Linguistic Pitfalls in Persuasion, Part Two
It seems a few of you were paying attention. That thrills me. (See: “Linguistical Pitfalls in Persuasion (but, if, try, might)” and check out the comments at the end).
Now whether or not I was being sneaky and slipping in an open loop. . . well, I’m not going to admit or deny that at this time. (‘Hey, Kenrick, what’s an open loop?‘)
So for those of you who have been glued to your computers awaiting part two of “Linguistical Pitfalls”, your anticipation is both appreciated and a little strange.
Would have, Could have, Should have, (or, if you prefer, woulda, coulda, shoulda.)
The problem with these phrases is that they’re all in past tense. While this doesn’t seem on the surface to be problematic, they can have a seriously negative impact on your persuasion message.
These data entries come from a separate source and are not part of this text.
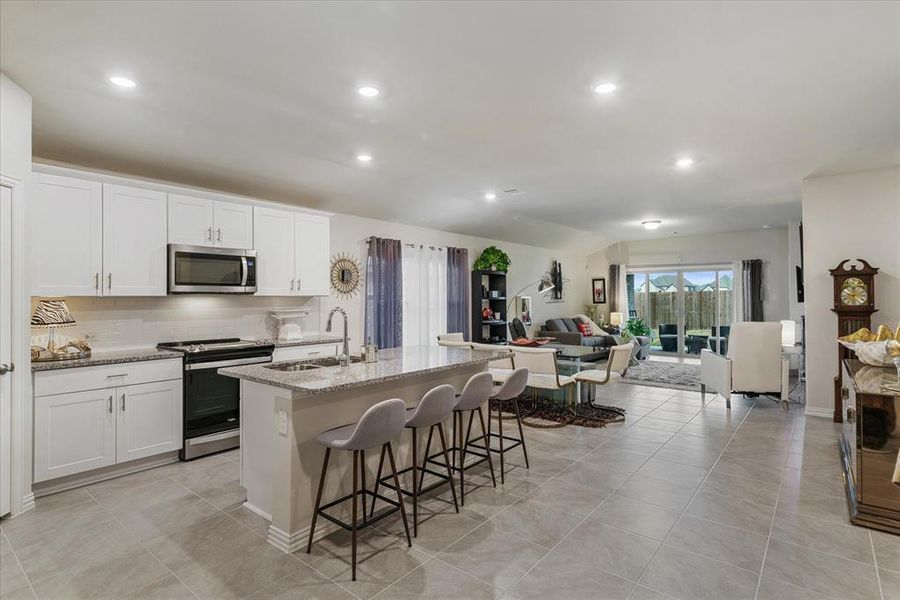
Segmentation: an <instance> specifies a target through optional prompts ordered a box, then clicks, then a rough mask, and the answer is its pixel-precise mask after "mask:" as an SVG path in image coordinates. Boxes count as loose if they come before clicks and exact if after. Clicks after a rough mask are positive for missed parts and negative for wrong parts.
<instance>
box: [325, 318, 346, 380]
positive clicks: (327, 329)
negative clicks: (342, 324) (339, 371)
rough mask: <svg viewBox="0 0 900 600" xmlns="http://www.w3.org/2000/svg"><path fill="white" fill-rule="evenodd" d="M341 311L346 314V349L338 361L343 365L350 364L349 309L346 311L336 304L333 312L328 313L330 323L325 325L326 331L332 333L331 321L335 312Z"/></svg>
mask: <svg viewBox="0 0 900 600" xmlns="http://www.w3.org/2000/svg"><path fill="white" fill-rule="evenodd" d="M336 312H339V313H341V314H342V315H344V350H343V353H342V354H341V356H339V357H338V362H339V363H340V365H341V366H342V367H349V366H350V338H348V337H347V311H345V310H344V309H343V308H341V307H340V306H335V307H334V308H332V309H331V312H330V313H328V325H326V326H325V331H326V332H328V333H331V321H332V318H333V317H334V313H336Z"/></svg>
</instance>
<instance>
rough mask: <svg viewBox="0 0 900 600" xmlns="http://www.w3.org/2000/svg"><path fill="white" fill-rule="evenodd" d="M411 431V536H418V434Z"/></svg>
mask: <svg viewBox="0 0 900 600" xmlns="http://www.w3.org/2000/svg"><path fill="white" fill-rule="evenodd" d="M412 432H413V537H419V485H418V484H419V478H418V477H416V474H417V471H418V470H419V453H418V452H417V451H416V448H417V445H418V440H417V439H416V438H417V437H418V436H417V435H416V428H415V427H413V428H412ZM425 456H428V453H427V452H426V453H425ZM422 476H423V477H424V476H425V471H422Z"/></svg>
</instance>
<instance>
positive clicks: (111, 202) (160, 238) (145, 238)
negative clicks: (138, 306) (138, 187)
mask: <svg viewBox="0 0 900 600" xmlns="http://www.w3.org/2000/svg"><path fill="white" fill-rule="evenodd" d="M166 237H167V236H166V194H165V193H164V192H157V191H153V190H144V189H141V188H134V187H126V186H122V185H113V184H108V183H104V184H103V271H104V280H103V286H102V287H103V295H104V296H165V295H166Z"/></svg>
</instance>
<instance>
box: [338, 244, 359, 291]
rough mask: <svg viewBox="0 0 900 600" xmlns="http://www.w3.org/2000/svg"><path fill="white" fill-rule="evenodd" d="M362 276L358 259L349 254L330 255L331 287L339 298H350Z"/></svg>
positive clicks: (358, 284) (357, 284)
mask: <svg viewBox="0 0 900 600" xmlns="http://www.w3.org/2000/svg"><path fill="white" fill-rule="evenodd" d="M361 283H362V276H361V275H360V272H359V261H358V260H357V259H356V257H354V256H352V255H350V254H344V253H341V254H335V255H334V256H332V257H331V289H333V290H334V291H335V293H336V294H337V295H338V296H339V297H341V298H351V297H353V296H355V295H356V292H358V291H359V287H360V284H361Z"/></svg>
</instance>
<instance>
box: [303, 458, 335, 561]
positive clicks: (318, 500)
mask: <svg viewBox="0 0 900 600" xmlns="http://www.w3.org/2000/svg"><path fill="white" fill-rule="evenodd" d="M330 455H331V448H325V460H324V461H322V475H321V477H319V490H318V491H317V492H316V508H315V510H313V522H312V523H311V524H310V526H309V542H308V543H307V544H306V553H307V554H309V553H310V552H312V539H313V536H314V535H315V533H316V519H317V518H318V516H319V507H320V506H321V505H322V489H323V488H324V487H325V472H326V471H328V457H329V456H330Z"/></svg>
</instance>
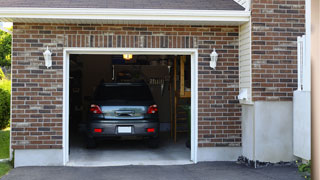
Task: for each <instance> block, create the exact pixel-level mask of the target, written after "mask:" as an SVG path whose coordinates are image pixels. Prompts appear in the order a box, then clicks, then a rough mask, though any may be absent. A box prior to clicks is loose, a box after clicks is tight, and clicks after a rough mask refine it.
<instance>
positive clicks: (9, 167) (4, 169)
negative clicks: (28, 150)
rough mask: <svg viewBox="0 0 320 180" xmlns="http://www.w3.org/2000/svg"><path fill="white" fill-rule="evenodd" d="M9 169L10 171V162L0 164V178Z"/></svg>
mask: <svg viewBox="0 0 320 180" xmlns="http://www.w3.org/2000/svg"><path fill="white" fill-rule="evenodd" d="M10 169H12V166H11V164H10V162H0V178H1V177H2V176H4V175H6V174H7V173H8V172H9V171H10Z"/></svg>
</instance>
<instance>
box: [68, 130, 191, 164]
mask: <svg viewBox="0 0 320 180" xmlns="http://www.w3.org/2000/svg"><path fill="white" fill-rule="evenodd" d="M77 137H78V138H75V139H72V140H71V141H70V142H72V143H71V144H70V158H69V159H70V161H69V162H68V164H67V165H68V166H122V165H179V164H180V165H181V164H192V162H191V161H190V149H188V148H186V146H185V142H186V138H178V142H177V143H174V142H173V140H172V139H171V138H170V137H169V134H162V135H161V136H160V137H161V141H160V145H159V148H157V149H151V148H148V147H147V145H146V144H145V142H143V141H136V140H131V141H103V142H100V143H99V144H98V147H97V148H96V149H86V148H85V145H84V144H83V138H81V136H77Z"/></svg>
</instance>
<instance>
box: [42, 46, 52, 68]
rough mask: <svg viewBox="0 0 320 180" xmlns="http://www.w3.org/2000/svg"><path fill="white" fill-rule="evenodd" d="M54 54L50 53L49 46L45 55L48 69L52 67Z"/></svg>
mask: <svg viewBox="0 0 320 180" xmlns="http://www.w3.org/2000/svg"><path fill="white" fill-rule="evenodd" d="M51 55H52V53H51V52H50V50H49V48H48V46H47V50H46V51H45V52H44V53H43V56H44V60H45V65H46V66H47V68H49V67H51V66H52V58H51Z"/></svg>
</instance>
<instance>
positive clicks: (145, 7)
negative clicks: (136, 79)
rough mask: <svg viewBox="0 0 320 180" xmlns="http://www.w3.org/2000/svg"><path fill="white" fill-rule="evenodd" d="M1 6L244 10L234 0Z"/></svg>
mask: <svg viewBox="0 0 320 180" xmlns="http://www.w3.org/2000/svg"><path fill="white" fill-rule="evenodd" d="M1 7H35V8H39V7H40V8H118V9H119V8H120V9H188V10H190V9H191V10H243V9H244V8H243V7H242V6H240V5H239V4H237V3H236V2H235V1H234V0H201V2H200V3H199V1H198V0H160V1H150V0H116V1H115V0H99V1H97V0H95V1H79V0H68V1H66V0H51V1H39V0H27V1H26V0H1Z"/></svg>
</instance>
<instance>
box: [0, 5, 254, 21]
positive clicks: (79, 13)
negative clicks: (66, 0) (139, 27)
mask: <svg viewBox="0 0 320 180" xmlns="http://www.w3.org/2000/svg"><path fill="white" fill-rule="evenodd" d="M249 18H250V12H249V11H239V10H238V11H235V10H176V9H104V8H98V9H95V8H0V21H4V22H33V23H37V22H38V23H39V22H40V23H41V22H47V23H48V22H49V23H90V24H91V23H117V24H125V23H127V24H128V23H133V24H144V23H146V24H167V23H169V24H172V23H176V24H199V25H201V24H204V25H225V24H230V25H240V24H243V23H245V22H248V21H249Z"/></svg>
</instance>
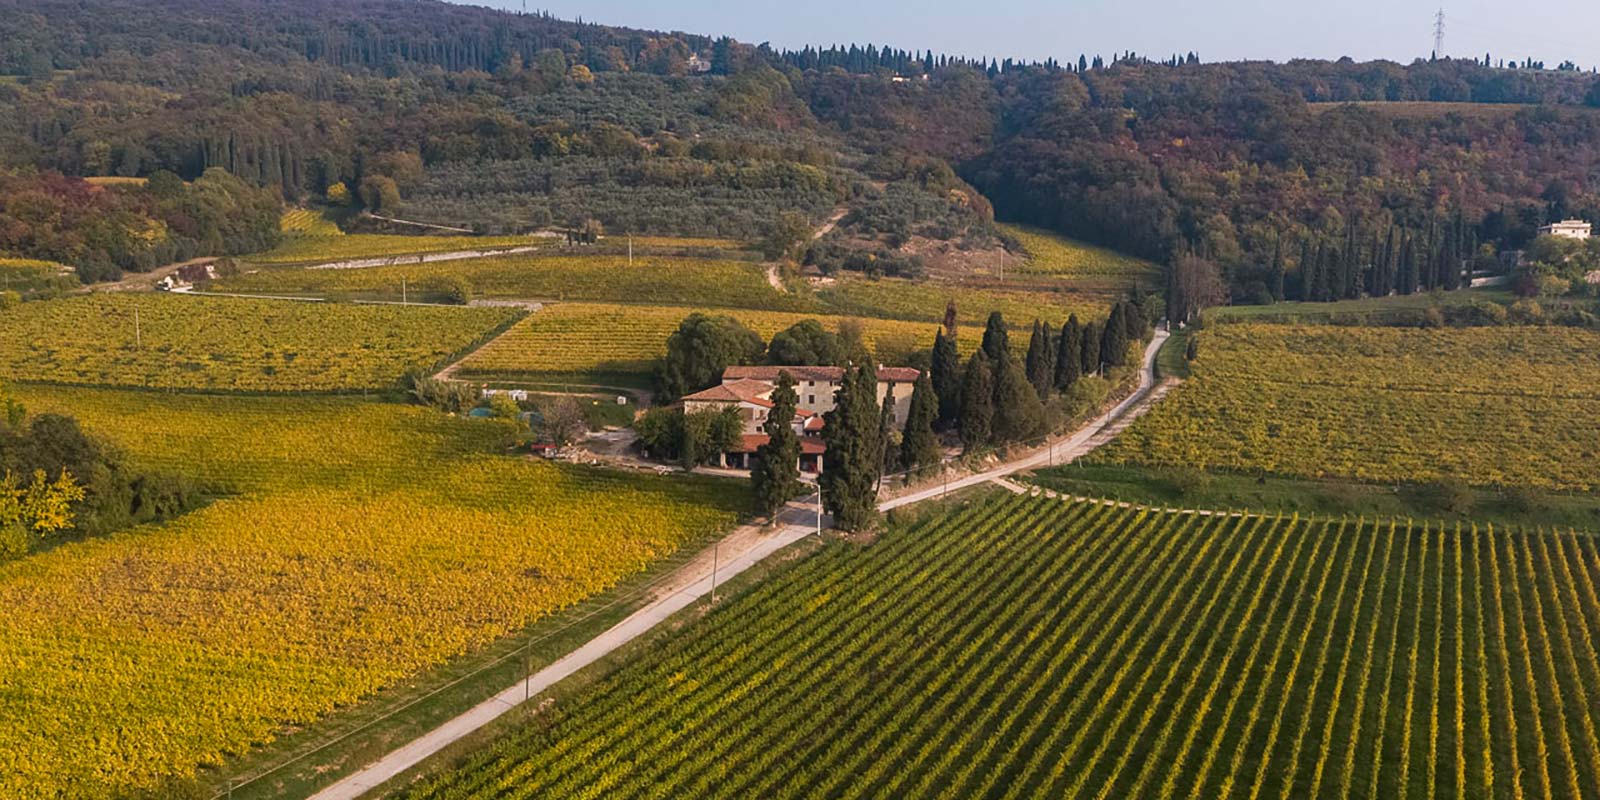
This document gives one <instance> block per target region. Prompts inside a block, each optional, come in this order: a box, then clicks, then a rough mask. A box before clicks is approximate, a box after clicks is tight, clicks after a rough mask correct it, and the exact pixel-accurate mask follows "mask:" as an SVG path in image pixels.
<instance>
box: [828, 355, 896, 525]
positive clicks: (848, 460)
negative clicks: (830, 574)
mask: <svg viewBox="0 0 1600 800" xmlns="http://www.w3.org/2000/svg"><path fill="white" fill-rule="evenodd" d="M822 419H824V426H822V442H824V443H826V445H827V450H826V451H824V453H822V475H821V478H819V483H821V486H822V504H824V506H826V507H827V510H829V512H830V514H832V515H834V525H837V526H838V528H840V530H845V531H859V530H866V528H869V526H872V523H874V522H875V520H877V502H875V501H877V493H875V488H877V482H878V475H880V470H882V464H883V461H882V459H883V448H882V445H880V435H878V432H880V426H882V410H880V408H878V402H877V378H875V374H874V370H872V368H870V366H866V365H859V366H851V368H846V370H845V376H843V379H842V381H840V386H838V392H837V394H835V405H834V410H832V411H829V413H826V414H822Z"/></svg>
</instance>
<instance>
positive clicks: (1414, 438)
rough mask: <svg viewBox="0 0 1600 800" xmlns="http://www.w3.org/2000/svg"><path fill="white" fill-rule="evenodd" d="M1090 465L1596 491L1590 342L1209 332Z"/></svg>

Generally, you want to be leading people into the present time so they can and will act right now. We don’t want their heads in the past, we want them with us. To borrow a phrase from Ram Dass, we need them to “be here now.” The present is where we’re selling, the present is where they’re buying.
In addition to their nostalgic taint, these words create a whining atmosphere and reek of regret. Whaa! ‘I should have done that. If I had been in a better mindset, I would have taken advantage of the situation. If I would have known. . .things would be so much better.’
And last but not least. . .
I had a high school teach who forbid us from using this word. It’s in a class of words called ‘negations’. Negations, used the way most people use them, can pose a serious threat to your persuasion message, and in fact, can nullify your message entirely.
If you were to say, “You can’t use negations”, this forces your mind to first picture using negations then in some way negating that picture.
What happens when you say to yourself, “I just can’t sleep.” Well. . .it turns out, you can’t sleep.
Any negation forces the mind to think about the very thing that you don’t want the person you’re persuading to do. As you know, one of the most important elements to any persuasion is to get the person who you are persuading to make a mental image of doing what you want them to do.
Words like “can’t” create the very image you don’t want the person to make.
There are some very powerful and creative ways to use negation — just be careful that you use it properly or not at all until you’re comfortable with it.
Okay. Happy now?
How about giving me some examples of how you use negation to your advantage?